Nel riciclo degli imballaggi, l’Italia ha raggiunto la quota effettiva del 76,7% (dati Conai 2024). Questa dato consolida la nostra leadership europea con il raggiungimento, con dieci anni di anticipo, dell’obiettivo di riciclo complessivo al 2030. Le filiere più virtuose sono quelle della carta (92,4%), del vetro (80,3%) e dell’acciaio (86,4%). Anche quella degli imballaggi in plastica, con il 51,1%, supera il target 2025, con la componente tradizionale al 50,8% e quella della plastica biodegradabile al 57,8%.

“Il nostro Paese ha già imboccato la via dell’economia circolare, ma non può dormire sugli allori – ha dichiarato Simona Fontana, direttore generale del Conai – Nel riciclo degli imballaggi abbiamo già dimostrato che la responsabilità condivisa funziona: le imprese hanno innovato, i cittadini hanno risposto e le istituzioni hanno accompagnato.
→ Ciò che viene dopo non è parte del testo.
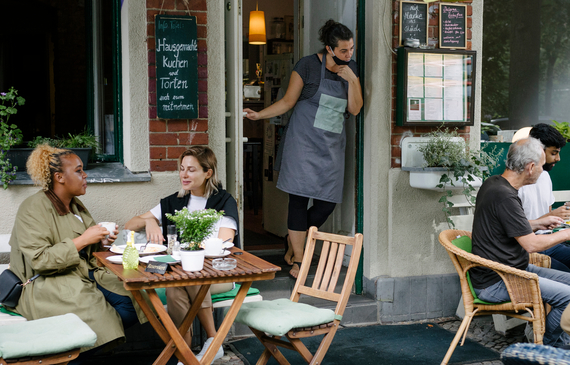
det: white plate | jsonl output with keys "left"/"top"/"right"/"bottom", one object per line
{"left": 139, "top": 255, "right": 180, "bottom": 265}
{"left": 110, "top": 243, "right": 167, "bottom": 256}
{"left": 222, "top": 242, "right": 234, "bottom": 249}
{"left": 106, "top": 255, "right": 123, "bottom": 264}
{"left": 205, "top": 250, "right": 231, "bottom": 258}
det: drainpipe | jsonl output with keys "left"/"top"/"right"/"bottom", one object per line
{"left": 355, "top": 0, "right": 365, "bottom": 295}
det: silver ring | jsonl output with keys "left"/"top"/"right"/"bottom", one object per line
{"left": 566, "top": 206, "right": 570, "bottom": 210}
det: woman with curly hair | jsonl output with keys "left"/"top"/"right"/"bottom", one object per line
{"left": 8, "top": 144, "right": 146, "bottom": 361}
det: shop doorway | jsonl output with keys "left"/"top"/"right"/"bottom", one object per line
{"left": 225, "top": 0, "right": 358, "bottom": 254}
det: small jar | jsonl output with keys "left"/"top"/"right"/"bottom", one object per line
{"left": 272, "top": 17, "right": 285, "bottom": 39}
{"left": 171, "top": 241, "right": 181, "bottom": 260}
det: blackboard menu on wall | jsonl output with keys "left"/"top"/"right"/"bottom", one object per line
{"left": 155, "top": 15, "right": 198, "bottom": 119}
{"left": 439, "top": 4, "right": 467, "bottom": 49}
{"left": 399, "top": 1, "right": 428, "bottom": 46}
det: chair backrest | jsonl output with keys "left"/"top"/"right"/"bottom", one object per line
{"left": 290, "top": 226, "right": 363, "bottom": 317}
{"left": 439, "top": 229, "right": 480, "bottom": 305}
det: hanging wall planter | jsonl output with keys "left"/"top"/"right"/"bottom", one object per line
{"left": 403, "top": 166, "right": 483, "bottom": 192}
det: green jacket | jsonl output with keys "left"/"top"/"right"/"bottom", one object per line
{"left": 8, "top": 191, "right": 147, "bottom": 350}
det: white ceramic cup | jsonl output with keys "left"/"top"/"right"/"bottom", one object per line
{"left": 99, "top": 222, "right": 116, "bottom": 238}
{"left": 204, "top": 237, "right": 223, "bottom": 256}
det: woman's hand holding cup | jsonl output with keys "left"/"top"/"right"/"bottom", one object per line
{"left": 99, "top": 222, "right": 118, "bottom": 249}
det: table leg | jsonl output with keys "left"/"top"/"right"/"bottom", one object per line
{"left": 152, "top": 285, "right": 211, "bottom": 365}
{"left": 200, "top": 282, "right": 253, "bottom": 365}
{"left": 131, "top": 289, "right": 203, "bottom": 365}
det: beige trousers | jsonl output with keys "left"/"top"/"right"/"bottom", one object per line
{"left": 166, "top": 285, "right": 213, "bottom": 329}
Ora serve un nuovo salto di qualità; perch’ l’economia circolare è una strategia industriale europea, oltre a restare un importante tema ambientale. Ogni punto percentuale di riciclo in più, per gli imballaggi e non solo, può davvero essere un investimento nel futuro competitivo del mercato europeo”.
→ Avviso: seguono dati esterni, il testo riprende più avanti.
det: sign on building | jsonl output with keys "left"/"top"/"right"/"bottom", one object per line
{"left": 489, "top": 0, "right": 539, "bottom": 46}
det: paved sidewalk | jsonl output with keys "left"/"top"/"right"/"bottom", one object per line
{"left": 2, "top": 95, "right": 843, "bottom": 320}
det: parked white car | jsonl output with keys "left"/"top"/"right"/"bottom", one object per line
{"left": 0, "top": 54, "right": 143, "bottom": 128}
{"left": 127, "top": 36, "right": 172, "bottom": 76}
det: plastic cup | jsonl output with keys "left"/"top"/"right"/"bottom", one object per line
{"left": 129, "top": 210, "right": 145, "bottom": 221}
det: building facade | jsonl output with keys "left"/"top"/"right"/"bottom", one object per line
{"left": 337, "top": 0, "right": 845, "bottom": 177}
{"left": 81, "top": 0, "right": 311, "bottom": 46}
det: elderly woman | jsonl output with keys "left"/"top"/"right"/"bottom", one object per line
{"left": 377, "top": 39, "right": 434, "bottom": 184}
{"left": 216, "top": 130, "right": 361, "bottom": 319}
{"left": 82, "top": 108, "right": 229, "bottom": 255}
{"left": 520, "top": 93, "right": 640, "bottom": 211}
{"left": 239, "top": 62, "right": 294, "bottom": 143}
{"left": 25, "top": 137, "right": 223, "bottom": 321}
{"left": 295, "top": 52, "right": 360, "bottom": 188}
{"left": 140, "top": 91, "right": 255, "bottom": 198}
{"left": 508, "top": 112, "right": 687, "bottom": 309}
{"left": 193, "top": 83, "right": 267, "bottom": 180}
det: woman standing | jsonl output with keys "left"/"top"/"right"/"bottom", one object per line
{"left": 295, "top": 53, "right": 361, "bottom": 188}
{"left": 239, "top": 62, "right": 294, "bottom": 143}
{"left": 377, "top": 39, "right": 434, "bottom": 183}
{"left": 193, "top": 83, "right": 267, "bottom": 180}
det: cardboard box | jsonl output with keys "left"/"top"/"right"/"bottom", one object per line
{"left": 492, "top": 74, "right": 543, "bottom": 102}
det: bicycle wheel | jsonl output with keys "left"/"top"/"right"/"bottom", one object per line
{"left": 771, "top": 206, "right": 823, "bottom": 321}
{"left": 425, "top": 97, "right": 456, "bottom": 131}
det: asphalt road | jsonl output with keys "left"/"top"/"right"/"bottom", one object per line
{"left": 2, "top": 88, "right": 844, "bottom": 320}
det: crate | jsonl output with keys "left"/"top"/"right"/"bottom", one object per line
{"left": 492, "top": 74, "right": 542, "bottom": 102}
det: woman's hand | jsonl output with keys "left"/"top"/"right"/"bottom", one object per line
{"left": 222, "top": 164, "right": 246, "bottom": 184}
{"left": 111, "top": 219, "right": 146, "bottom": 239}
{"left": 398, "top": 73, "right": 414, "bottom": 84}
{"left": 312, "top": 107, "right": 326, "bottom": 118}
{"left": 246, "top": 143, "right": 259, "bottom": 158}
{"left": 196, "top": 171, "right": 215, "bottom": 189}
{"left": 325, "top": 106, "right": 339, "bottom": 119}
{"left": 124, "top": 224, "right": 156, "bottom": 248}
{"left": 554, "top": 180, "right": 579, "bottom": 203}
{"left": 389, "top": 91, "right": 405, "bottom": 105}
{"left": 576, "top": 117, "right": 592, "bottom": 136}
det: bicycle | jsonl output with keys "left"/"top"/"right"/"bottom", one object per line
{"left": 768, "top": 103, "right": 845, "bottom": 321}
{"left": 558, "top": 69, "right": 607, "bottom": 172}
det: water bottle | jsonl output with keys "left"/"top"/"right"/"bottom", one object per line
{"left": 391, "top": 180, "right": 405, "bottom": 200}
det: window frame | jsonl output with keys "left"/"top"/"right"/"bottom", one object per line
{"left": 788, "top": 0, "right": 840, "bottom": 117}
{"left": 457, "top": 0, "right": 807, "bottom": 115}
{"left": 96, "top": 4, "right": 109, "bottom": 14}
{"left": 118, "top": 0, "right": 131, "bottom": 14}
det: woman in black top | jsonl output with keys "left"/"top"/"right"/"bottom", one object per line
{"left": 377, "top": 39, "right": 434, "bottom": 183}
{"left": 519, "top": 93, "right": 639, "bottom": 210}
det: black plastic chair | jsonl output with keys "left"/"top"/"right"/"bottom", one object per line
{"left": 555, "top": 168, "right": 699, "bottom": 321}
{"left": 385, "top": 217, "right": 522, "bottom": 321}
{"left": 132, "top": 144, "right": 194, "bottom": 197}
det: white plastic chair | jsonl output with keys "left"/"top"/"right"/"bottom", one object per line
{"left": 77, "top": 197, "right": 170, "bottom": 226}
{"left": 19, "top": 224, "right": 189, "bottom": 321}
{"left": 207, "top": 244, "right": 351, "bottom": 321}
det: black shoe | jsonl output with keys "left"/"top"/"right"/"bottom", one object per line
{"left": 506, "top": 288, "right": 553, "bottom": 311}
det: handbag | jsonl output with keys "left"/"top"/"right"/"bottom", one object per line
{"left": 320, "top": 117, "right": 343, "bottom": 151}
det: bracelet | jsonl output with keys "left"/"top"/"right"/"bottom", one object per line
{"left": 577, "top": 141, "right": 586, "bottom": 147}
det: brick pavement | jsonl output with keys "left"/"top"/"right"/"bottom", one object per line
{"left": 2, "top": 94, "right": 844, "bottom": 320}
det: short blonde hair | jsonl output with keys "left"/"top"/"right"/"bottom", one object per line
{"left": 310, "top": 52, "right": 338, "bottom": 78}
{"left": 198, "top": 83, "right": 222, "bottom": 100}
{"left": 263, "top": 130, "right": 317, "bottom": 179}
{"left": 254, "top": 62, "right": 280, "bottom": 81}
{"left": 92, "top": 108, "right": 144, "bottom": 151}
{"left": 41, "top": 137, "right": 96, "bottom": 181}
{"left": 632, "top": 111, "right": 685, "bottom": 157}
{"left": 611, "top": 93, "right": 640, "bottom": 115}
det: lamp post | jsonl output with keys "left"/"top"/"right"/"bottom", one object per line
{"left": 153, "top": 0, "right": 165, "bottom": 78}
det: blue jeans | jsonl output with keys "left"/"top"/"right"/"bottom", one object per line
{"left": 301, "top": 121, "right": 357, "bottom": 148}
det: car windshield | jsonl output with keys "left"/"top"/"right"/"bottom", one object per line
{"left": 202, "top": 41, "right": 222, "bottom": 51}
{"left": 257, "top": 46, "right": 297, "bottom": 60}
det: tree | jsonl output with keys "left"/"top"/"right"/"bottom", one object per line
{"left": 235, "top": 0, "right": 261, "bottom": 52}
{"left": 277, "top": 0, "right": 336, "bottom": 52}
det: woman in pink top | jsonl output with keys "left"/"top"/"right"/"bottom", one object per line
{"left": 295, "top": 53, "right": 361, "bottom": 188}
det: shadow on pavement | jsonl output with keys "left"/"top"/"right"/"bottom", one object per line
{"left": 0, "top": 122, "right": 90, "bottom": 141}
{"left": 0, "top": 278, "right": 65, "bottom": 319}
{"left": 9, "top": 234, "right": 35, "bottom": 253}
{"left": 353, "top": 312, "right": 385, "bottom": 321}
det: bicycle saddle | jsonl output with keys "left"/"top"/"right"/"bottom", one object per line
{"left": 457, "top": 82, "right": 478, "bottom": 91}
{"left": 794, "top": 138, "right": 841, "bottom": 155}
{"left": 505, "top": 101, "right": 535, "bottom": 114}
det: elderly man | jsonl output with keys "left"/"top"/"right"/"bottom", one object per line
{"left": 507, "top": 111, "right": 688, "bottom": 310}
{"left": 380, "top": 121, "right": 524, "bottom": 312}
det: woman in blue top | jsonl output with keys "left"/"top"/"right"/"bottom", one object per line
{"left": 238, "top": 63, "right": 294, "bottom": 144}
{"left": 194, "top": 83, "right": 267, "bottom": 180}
In ultima analisi, la fotografia che ci restituisce GreenItaly è quella di un’Italia in cui un terzo del sistema produttivo investe in sostenibilità come leva competitiva, con filiere di riciclo tra le più avanzate in Europa. Tuttavia, “la transizione verde resta frenata da barriere strutturali: frammentazione e disomogeneità normativa (in particolare su end of waste e bioeconomia); iter autorizzativi lenti e incerti; incentivi discontinui e mal calibrati; costi energetici elevati; carenze di capitali e infrastrutture per lo scale-up tecnologico”. A livello nazionale, conclude il rapporto, “resta la necessità di una coraggiosa visione di lungo periodo che armonizzi le regole, semplifichi gli iter autorizzativi, preveda incentivi mirati, rafforzi formazione e trasferimento tecnologico, e attivi strumenti finanziari dedicati”.

Ci piace chiudere con la lungimiranza delle parole del Presidente Sergio Mattarella, citato in prefazione: ”Per troppo tempo abbiamo affrontato in modo inadeguato la questione della tutela dell’ambiente e del cambiamento climatico, opponendo artificiosamente fra loro la gestione dell’esistente e quelle del futuro dei nostri figli e nipoti. Per garantire la capacità di competere, l’Europa ha necessità a lungo termine di abbandonare i combustibili fossili e compiere la transizione, evidenziando il nesso – come ha fatto il Rapporto Draghi – tra decarbonizzazione e competitività”.